Ketakutan dan pertanyaan mulai muncul dari berbagai pihak terkait dengan kepastian Pandu Kesuma Dewangsa akan ikut serta atau tidak dalam ajang pesta demokrasi tersebut. Apakah putra dari seorang pengusaha ternama di Lampung ini akan benar-benar mengambil langkah besar tersebut?
Tak hanya itu, desas-desus pun beredar bahwa Pandu akan menghadapi tantangan yang tidak mudah jika memutuskan untuk maju sebagai calon bupati. Pasalnya, kabar beredar bahwa Partai Gerindra, tempat Pandu bernaung setelah meninggalkan PPP, cenderung lebih mengarahkan preferensinya pada nama seorang purnawirawan Polri, yaitu Kombes Agus Sudarno, ketimbang dirinya.
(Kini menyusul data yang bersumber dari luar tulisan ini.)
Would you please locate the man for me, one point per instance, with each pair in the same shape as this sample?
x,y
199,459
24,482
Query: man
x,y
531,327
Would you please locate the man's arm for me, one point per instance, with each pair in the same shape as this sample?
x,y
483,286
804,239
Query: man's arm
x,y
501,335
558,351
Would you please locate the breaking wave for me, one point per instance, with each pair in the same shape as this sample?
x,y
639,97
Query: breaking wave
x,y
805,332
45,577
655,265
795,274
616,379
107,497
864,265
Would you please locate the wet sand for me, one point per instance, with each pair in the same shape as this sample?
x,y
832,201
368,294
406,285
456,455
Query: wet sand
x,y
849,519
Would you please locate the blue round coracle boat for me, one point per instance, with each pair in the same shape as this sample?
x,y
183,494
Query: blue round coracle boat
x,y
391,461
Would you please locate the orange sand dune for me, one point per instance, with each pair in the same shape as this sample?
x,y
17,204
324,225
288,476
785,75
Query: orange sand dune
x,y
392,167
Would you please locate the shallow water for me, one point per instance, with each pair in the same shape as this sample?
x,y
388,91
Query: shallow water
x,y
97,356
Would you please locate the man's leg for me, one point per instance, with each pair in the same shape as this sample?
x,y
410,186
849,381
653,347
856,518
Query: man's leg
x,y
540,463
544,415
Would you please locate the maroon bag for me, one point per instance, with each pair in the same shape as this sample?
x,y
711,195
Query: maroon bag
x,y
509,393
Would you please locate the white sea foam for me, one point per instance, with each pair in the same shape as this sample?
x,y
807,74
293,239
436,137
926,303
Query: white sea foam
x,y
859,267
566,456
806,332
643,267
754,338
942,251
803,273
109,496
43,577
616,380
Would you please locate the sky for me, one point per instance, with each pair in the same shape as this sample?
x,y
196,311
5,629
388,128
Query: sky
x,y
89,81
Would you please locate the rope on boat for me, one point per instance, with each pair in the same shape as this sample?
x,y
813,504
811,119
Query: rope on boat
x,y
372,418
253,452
Tidak mengherankan, mengingat Agus Sudarno adalah mantan Ketua Tim Kampanye Daerah Prabowo-Gibran di Lamsel. Hubungannya yang erat dengan Ketua Gerindra Lampung, Rahmat Mirzani Djauzal, sejak masih berkarier di kepolisian, membuat posisinya semakin kokoh.
Jika memang harus terpaksa menerima nasibnya sebagai calon wakil bupati, Pandu mungkin harus bersiap untuk dipasangkan dengan Agus Sudarno. Namun, hal tersebut bisa menjadi dilema tersendiri mengingat hubungannya yang dikabarkan telah memburuk dengan Nanang Ermanto, Bupati Lamsel petahana. Kemungkinan rekonsiliasi di antara keduanya nampaknya semakin sulit, terutama jika Nanang Ermanto, yang juga dikenal dekat dengan partai lain di luar PDIP, memilih pendamping yang direkomendasikan oleh partai lain.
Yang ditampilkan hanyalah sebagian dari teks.